Well said!! Thank you for summing it up so eliquently! I, personally, don't believe it was luck that you stumbled onto LDN. I believe there is a Higher Power (God - as far as I believe) that led you to what is going to work in your case. Hang in there, and stay in control of your health! Starting LDN so soon after diagnosis should be exciting. I was so far progressed before I found out about it that I'm still waiting on a miracle but feel quite certain that the progression has stopped, and I am thankful for that!

Marcie

In a message dated 3/29/2004 7:03:46 PM Central Standard Time, alanms@... writes:

This is the first time I have replied to a post after being diagnosed about a month ago after Optical Neuritis and MRI. I posted questions several times.

After extensive research on the CRAB drugs and ldn (I am an engineer and tend to over study things) I decided to do a phone consult with Dr. Bihari.

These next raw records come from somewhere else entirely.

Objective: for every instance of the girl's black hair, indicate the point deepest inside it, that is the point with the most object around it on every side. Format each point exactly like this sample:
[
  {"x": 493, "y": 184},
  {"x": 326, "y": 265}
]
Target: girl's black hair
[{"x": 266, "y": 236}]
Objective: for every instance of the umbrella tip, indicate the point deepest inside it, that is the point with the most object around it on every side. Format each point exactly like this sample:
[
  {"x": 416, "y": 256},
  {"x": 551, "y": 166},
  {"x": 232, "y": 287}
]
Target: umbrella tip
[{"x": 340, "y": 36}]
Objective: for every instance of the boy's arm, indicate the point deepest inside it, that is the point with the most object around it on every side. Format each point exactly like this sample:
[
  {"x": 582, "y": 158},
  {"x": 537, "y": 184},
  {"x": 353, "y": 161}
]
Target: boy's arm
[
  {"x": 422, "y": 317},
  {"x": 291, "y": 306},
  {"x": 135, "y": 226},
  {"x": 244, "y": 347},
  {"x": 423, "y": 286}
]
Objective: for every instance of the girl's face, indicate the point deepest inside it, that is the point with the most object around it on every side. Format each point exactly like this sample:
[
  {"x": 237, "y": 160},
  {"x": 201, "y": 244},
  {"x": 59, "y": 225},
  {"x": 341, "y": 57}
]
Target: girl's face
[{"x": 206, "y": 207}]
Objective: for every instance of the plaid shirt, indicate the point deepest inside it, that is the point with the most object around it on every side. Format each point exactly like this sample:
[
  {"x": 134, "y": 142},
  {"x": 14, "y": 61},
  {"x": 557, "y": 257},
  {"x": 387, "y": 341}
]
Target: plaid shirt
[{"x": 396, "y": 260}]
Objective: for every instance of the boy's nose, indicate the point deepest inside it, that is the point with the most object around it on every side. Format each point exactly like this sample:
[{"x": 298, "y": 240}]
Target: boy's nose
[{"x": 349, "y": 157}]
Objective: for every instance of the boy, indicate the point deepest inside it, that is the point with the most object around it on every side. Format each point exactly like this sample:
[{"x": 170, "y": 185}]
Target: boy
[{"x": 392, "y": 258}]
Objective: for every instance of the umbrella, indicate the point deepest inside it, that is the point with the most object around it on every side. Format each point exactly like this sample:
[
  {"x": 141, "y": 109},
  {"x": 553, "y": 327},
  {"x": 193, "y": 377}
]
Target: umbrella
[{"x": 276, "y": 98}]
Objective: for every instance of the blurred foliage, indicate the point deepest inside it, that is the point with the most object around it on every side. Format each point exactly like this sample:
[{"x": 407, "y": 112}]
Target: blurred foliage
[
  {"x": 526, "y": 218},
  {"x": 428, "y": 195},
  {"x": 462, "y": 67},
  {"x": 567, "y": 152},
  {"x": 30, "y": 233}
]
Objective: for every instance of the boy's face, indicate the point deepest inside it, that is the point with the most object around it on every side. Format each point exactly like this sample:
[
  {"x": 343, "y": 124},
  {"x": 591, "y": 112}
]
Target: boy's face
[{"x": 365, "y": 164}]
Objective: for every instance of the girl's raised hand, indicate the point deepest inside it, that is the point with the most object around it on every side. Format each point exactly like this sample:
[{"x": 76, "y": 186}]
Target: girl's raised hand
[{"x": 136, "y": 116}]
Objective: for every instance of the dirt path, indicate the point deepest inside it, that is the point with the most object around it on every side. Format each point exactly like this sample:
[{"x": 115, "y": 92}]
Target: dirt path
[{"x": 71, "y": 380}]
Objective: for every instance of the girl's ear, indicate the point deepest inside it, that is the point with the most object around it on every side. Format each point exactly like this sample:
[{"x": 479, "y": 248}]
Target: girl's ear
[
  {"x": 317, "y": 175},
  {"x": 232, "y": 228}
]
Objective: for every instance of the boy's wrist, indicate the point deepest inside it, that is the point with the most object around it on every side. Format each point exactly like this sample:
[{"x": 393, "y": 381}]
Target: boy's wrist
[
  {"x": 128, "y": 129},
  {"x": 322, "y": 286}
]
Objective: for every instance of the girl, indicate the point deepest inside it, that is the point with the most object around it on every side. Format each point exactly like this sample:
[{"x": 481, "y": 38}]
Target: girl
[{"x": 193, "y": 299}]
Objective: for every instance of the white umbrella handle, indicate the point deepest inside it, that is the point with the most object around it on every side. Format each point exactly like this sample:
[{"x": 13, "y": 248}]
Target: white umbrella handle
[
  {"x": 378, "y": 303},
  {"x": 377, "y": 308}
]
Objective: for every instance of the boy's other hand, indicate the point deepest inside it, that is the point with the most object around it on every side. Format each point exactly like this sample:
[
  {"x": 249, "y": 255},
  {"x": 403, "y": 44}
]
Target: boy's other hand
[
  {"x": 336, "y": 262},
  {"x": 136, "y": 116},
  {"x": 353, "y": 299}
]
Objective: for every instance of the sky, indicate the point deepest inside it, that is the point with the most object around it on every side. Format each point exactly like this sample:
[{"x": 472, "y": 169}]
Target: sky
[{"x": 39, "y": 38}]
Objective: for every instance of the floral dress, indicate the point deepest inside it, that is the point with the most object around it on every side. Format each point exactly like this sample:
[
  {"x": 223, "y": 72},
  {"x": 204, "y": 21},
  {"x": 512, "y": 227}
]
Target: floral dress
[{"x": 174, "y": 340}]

My insurance would also pay for all treatments (at least for now). I decided to take only LDN based on my consult and reading - including going back many months on this site. The reason I chose LDN only was in part the positive commentary (time and time again) on LDN, plus a most informative and complete consult about LDN and MS with Dr. Bahari. I did consider also using Copaxone (which I understood to be compatible with LDN - not clear on the other's compatibility - didn't think so). Dr. Bahari told me that he has had parients on both LDN and Copaxone but that most, over time, stop Copaxone with no noticable effect on their condition (other than eliminating side effects and itching).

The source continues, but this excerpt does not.